CTX Gal inf/= 10 000€, 27 février 2025 — 24/00656
Texte intégral
TRIBUNAL JUDICIAIRE D’EVREUX [Adresse 3] [Localité 1] RÉPUBLIQUE FRANÇAISE AU NOM DU PEUPLE FRANÇAIS,
Minute n°
N° RG 24/00656 - N° Portalis DBXU-W-B7I-HYUW
[Y] [X]
C/ Entreprise L'ART DU BATIMENT M.[M] [J]

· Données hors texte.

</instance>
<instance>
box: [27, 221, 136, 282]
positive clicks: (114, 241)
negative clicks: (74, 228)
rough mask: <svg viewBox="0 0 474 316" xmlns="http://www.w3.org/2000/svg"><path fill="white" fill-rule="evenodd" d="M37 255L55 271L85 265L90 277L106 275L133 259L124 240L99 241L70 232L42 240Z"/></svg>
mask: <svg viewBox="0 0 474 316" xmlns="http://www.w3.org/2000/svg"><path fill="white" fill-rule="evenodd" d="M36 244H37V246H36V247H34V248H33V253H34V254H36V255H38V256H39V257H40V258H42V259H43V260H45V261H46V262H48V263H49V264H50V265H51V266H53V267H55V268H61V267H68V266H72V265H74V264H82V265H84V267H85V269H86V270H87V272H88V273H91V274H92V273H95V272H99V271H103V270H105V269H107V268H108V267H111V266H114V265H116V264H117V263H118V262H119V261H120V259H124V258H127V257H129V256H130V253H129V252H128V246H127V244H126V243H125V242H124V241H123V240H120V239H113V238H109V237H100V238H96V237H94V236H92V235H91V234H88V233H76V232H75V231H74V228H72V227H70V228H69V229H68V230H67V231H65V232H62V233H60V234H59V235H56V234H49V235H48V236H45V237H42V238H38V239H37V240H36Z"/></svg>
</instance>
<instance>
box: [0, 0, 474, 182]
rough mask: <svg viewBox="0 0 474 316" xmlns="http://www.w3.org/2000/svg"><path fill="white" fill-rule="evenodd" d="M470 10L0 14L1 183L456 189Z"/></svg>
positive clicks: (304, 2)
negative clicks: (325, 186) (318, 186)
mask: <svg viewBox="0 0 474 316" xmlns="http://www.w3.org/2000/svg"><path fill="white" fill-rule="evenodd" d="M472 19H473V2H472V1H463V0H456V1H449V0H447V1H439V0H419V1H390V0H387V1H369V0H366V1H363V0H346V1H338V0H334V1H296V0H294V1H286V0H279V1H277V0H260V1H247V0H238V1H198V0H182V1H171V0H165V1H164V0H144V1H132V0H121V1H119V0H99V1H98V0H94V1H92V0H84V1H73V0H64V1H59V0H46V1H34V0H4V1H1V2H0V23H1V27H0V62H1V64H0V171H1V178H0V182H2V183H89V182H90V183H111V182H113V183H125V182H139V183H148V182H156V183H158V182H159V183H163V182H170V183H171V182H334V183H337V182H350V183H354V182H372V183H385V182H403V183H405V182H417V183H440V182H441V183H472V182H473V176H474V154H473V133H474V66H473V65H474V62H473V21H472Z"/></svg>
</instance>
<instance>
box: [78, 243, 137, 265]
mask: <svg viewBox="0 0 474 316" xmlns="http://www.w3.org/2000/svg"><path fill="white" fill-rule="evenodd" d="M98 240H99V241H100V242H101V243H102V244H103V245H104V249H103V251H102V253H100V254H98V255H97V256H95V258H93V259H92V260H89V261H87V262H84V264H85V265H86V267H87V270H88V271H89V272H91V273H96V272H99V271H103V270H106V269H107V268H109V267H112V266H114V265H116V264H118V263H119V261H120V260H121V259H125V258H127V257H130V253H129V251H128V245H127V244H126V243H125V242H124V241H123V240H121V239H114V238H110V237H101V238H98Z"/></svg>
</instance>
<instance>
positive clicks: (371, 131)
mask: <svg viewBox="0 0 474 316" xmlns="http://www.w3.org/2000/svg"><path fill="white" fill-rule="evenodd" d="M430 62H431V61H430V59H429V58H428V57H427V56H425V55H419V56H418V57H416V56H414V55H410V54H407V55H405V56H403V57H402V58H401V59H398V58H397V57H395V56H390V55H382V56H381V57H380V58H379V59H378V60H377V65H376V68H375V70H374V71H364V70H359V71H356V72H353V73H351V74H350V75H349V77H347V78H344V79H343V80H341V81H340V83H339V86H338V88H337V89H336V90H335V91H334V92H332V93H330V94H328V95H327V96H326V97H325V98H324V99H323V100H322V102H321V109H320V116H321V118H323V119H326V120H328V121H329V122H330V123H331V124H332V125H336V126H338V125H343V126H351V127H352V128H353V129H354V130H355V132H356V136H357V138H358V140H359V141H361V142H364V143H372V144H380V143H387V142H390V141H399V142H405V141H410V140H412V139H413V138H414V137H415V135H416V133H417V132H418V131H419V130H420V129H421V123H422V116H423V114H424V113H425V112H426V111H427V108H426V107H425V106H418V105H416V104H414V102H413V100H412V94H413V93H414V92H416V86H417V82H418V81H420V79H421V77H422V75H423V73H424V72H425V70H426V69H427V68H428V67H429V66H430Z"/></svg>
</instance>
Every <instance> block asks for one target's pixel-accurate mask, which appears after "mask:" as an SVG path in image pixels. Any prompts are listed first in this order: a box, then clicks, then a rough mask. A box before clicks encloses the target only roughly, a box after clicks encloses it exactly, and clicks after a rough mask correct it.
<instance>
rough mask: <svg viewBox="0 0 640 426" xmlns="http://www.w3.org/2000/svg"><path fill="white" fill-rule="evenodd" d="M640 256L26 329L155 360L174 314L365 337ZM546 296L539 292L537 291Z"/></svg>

JUGEMENT DU 27 FEVRIER 2025 TRIBUNAL JUDICIAIRE D'EVREUX
Mis à disposition au greffe en vertu de l'article 450 du Code de procédure civile le 27 Février 2025 et signé par Axelle DESGREES DU LOU, Président et Catherine POSÉ, Greffier
DEMANDEUR :
Monsieur [Y] [X] [Adresse 4] [Localité 2]
Comparant
DÉFENDERESSE :
Entreprise L'ART DU BATIMENT M.[M] [J] [Adresse 5] [Adresse 6] [Localité 2]
Non Comparante
DÉBATS à l'audience publique du : 11 Décembre 2024
COMPOSITION DU TRIBUNAL :
Président : Axelle DESGREES DU LOU Greffier : Catherine POSÉ
JUGEMENT :
Par défaut, rendu publiquement et en dernier ressort
Copies certifiées conformes délivrées le :
Copie exécutoire délivrée le : à :
EXPOSÉ DES FAITS ET DE LA PROCÉDURE
Suivant devis n°001 en date du 26 octobre 2023, Monsieur [Y] [X] a confié à Monsieur [M] [J], entrepreneur individuel exerçant sous l'enseigne L'Art du Bâtiment, des travaux de rénovation à son domicile pour le prix de 1 400 euros.

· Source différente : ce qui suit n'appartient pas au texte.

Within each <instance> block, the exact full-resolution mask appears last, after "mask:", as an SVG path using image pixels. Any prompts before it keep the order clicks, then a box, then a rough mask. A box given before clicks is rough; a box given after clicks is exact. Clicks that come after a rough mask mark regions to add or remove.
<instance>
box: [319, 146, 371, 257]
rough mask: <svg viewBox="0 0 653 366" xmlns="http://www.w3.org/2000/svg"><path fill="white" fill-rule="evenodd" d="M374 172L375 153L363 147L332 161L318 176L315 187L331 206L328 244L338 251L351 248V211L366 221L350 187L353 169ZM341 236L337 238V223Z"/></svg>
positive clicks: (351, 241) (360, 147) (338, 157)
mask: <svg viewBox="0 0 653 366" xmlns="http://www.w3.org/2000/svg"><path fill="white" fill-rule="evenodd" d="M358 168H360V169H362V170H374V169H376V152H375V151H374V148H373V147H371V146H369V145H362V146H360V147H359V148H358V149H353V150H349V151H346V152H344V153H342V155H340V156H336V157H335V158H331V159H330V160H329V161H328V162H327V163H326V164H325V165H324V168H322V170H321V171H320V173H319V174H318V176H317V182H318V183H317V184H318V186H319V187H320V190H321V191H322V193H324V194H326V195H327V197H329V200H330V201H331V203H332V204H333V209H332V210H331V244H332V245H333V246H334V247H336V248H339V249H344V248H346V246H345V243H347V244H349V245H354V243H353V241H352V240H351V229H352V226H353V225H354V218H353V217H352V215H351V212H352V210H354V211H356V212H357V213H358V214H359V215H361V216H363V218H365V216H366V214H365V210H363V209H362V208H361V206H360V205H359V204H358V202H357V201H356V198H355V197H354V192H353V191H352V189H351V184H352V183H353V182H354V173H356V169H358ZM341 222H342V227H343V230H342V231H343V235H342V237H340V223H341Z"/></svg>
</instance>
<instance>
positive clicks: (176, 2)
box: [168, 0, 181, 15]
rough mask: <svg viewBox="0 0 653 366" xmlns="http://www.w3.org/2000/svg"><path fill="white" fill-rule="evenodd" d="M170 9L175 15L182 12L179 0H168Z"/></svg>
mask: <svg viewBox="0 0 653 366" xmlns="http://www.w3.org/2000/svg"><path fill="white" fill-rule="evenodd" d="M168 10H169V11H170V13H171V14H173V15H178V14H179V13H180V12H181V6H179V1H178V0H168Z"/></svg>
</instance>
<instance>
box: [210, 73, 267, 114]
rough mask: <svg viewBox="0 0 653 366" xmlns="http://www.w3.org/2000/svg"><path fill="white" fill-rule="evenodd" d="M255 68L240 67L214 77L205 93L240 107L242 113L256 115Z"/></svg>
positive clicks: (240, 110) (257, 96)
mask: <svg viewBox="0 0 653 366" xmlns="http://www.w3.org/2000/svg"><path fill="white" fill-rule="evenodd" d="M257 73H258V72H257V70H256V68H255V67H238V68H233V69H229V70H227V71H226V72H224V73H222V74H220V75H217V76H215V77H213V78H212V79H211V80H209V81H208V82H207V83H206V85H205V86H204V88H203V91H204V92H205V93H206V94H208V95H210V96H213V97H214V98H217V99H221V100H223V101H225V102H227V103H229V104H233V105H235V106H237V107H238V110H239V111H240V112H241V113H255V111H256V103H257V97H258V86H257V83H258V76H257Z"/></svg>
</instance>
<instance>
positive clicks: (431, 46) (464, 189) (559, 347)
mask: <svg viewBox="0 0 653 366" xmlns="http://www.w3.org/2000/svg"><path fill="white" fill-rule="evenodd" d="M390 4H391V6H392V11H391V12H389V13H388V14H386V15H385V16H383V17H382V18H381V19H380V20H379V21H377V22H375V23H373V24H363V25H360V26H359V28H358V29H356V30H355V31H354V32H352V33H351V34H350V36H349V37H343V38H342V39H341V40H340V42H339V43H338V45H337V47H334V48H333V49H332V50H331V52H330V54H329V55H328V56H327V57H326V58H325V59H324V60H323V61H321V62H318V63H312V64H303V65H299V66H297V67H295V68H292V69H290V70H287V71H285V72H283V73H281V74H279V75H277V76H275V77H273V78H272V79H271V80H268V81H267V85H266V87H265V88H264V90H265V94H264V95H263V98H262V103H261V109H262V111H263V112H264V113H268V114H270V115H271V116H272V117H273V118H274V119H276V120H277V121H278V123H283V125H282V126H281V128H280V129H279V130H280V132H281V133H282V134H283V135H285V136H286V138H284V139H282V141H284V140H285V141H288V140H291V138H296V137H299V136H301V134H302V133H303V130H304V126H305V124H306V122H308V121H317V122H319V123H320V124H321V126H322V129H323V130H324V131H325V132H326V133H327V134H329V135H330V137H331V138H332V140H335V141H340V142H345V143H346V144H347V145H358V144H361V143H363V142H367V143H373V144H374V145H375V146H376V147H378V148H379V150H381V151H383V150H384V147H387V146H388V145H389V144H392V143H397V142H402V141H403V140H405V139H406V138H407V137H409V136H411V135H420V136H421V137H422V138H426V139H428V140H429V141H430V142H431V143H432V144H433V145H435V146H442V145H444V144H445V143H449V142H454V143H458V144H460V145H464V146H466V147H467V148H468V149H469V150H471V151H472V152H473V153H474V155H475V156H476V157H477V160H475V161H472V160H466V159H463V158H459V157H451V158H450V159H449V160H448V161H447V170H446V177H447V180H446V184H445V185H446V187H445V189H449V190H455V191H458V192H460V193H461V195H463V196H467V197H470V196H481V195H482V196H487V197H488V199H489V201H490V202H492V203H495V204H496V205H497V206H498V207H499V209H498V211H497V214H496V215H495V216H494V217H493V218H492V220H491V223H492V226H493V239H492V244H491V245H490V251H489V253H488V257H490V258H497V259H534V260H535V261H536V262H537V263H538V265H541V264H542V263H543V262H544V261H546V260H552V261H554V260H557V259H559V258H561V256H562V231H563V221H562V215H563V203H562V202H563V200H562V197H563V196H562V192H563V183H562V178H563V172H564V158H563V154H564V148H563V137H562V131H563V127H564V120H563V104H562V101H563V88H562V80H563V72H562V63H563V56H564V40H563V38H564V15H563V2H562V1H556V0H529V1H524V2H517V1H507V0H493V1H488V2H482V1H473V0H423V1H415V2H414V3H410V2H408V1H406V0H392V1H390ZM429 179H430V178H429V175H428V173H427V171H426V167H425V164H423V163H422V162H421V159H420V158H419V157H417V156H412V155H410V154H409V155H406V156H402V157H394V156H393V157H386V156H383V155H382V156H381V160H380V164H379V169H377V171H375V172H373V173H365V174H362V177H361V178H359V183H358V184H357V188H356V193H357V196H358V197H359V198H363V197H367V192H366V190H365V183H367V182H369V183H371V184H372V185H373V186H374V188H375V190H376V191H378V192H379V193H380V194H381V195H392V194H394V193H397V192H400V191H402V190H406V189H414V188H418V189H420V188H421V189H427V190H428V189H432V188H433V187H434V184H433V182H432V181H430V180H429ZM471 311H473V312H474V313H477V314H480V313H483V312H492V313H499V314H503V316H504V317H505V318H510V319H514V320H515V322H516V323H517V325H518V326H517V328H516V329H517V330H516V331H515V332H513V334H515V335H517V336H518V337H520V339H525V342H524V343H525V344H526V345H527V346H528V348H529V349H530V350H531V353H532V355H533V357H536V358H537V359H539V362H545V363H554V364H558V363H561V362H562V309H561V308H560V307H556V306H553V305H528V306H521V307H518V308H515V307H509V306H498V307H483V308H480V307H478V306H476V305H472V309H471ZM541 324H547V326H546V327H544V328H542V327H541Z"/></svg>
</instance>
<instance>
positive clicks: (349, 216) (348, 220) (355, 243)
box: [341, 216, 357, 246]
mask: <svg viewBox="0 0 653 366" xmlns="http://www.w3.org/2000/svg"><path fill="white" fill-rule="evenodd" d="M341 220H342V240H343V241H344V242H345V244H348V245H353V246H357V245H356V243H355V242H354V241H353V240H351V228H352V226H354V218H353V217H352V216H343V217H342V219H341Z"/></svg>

Se plaignant d'une mauvaise exécution des travaux, Monsieur [Y] [X] a saisi le conciliateur de justice qui a dressé un constat de carence le 05 février 2024.
Puis, par requête reçue le 28 juin 2024, Monsieur [Y] [X] a saisi le Tribunal judiciaire d'EVREUX aux fins de restitution de l'acompte.
L'affaire a été évoquée à l'audience du 11 décembre 2024.
PRÉTENTIONS ET MOYENS DES PARTIES
Comparant en personne, Monsieur [Y] [X] maintient les termes de sa saisine. Il sollicite la condamnation de Monsieur [M] [J] à lui restituer la somme de 600 euros, outre les frais d'huissier.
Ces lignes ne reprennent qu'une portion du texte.